Kaplumbağaların, kuşların, tavşanların, yılanların, akreplerin, sincapların ve ahırlarda, avluda sağa sola koşarak, kaderine teslim olurken can havliyle, bağrışan, ineklere, at, eşek, koyun, keçi, tavuk, hindi, horoz, kedi, köpeklere kulak vermeyeceksin...

Otel yangınında canlarını kaybedenleri mahkeme salonunda dahi dinlemeyeceksin, gözlerden süzülen yaşları görmezden geleceksin...

Hepimizi de yakan, kahrolduğumuz ve hala daha ahh çektiren, cayır cayır yanarken haykıranlara bakmayacak, kulak tıkayacaksın...

Koltuğuma gömülecek, kahvemi içerken her şeyin ne kadar iğrenç olduğunu söyleyeceğim ve bu da bana yetecek!!!

Sonra kendimi iyi hissedecek ve içimde kıpırdanmalar başlayacak...

Bu kıpırdayışlarla o an herşeyi unutacak, hem istediğimi elde edebilmek hem de sevdiğim herşeyin benim olması için hırsla ve azimle koşturacağım...

Bir gün sıranın kendime geleceğini düşünüyor muyum acaba?

Günü, ayı, yılı kurtarabilmek için mi yaşamalıyım?

Maalesef sadece çıkarlarını düşünen, etik değerleri tamamen yok sayan bir insan tipini yarattı dayatılan ve kabul gören koşullar.

Çoğalttık da!

Üzgün olana destek verme, düşeni yerden kaldırma, erdem sayılmıyor artık...

Kendisi bir zarara uğradığında iç karartmak yeterli.

Aşırı duyguya da gerek yok!!!

Peki zarara uğranan o an mı her şeyi hiç olmadığı kadar kötü görmek gerekir?

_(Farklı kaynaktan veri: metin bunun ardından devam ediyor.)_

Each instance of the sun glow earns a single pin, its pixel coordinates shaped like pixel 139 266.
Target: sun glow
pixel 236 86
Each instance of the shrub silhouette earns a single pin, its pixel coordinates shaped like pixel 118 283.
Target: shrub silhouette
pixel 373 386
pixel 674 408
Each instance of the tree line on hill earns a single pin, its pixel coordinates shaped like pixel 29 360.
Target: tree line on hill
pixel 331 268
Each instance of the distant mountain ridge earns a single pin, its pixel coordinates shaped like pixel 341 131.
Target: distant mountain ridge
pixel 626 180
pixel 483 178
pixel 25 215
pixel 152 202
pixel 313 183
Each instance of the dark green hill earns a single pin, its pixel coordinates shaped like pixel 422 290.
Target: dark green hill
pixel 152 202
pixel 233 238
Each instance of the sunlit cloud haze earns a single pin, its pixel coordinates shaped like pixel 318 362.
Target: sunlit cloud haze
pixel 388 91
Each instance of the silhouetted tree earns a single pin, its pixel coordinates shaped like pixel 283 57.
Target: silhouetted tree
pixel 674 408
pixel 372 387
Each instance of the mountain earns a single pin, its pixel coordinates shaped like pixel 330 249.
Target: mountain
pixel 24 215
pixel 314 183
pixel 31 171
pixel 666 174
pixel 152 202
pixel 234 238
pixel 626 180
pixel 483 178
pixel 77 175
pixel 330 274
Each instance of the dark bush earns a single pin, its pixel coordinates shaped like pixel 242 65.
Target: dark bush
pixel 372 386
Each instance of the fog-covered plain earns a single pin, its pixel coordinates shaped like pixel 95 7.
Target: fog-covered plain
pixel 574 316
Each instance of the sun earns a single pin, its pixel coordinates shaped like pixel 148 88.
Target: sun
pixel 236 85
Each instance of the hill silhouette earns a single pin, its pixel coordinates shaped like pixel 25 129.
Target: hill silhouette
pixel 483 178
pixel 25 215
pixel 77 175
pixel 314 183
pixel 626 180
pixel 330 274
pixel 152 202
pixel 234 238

Çevrende olana bitene göz atmadan ve yananı, yakılanı, ağlayanı ve sızlayanı yüreğinde hissetmeden yaşamak, sağlıklı ve huzurlu, doğru ve ilkeli bir tarz mı?

Hayatın, "görmezden geldiğim" gerçeklerine bağışlayın beni diyerek sizlere sesleniyorum.

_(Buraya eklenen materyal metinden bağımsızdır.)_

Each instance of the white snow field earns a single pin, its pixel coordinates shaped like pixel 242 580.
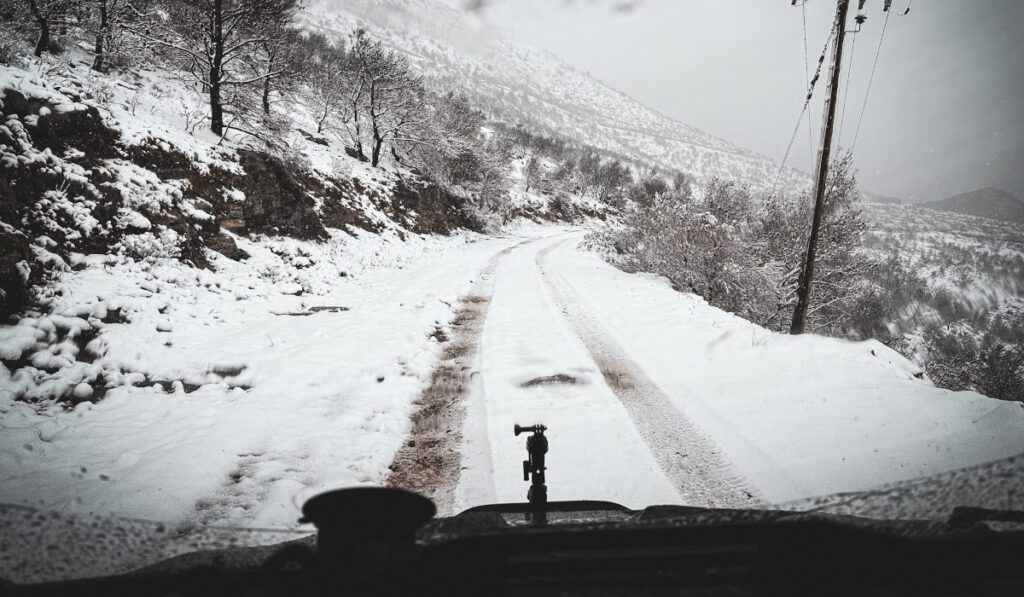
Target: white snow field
pixel 650 395
pixel 646 381
pixel 329 391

HEY HAYAT, seni hiç anlamıyorum...

Daha açık ifadeyle, anlamak istemiyorum.

Terörsüz Türkiye dediğimiz şu günlerde on iki kahraman evlat, ana kuzusu şehit oldu...

İlginç!!!

Kimyagerin ağzından çıkan metan gazını öğrenmeye şartlandırıyorum kendimi...

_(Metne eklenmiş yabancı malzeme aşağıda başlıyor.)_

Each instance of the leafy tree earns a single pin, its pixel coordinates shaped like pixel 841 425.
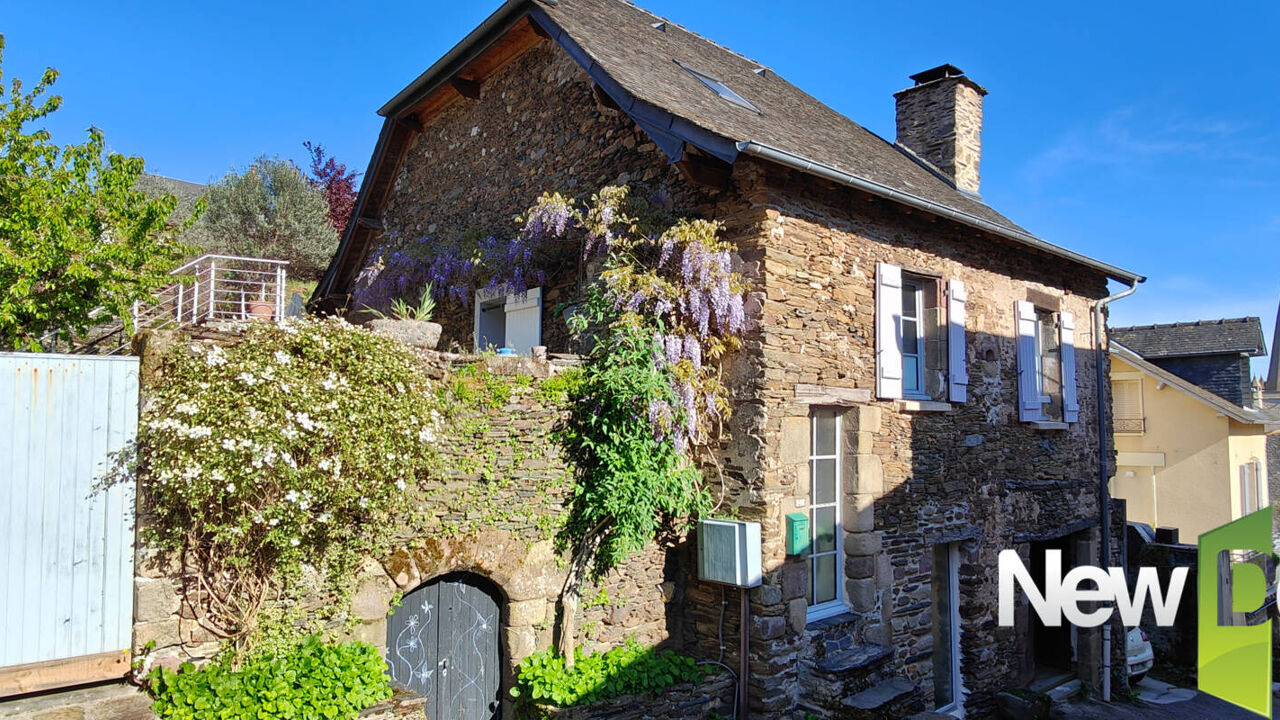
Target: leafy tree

Anadolu'nun o kerpiçli karkas evlerinden yükselen, acıyı yüreklere kazınan ağıtları da duymuyorum.

Herşey yolunda çok şükür!!!

Biraz önce birşeyler yedim, tuvalete gideceğim.

Musmutlu olarak, yaşamımı sürdürmek için gayret sarfedeceğim, ter akıtacağım.

Kızmayın bana, sıkılsam da iyiyim diyebilmek için rolümü oynuyorum

Size de, sağlık ve esenlik dolu günler diliyorum.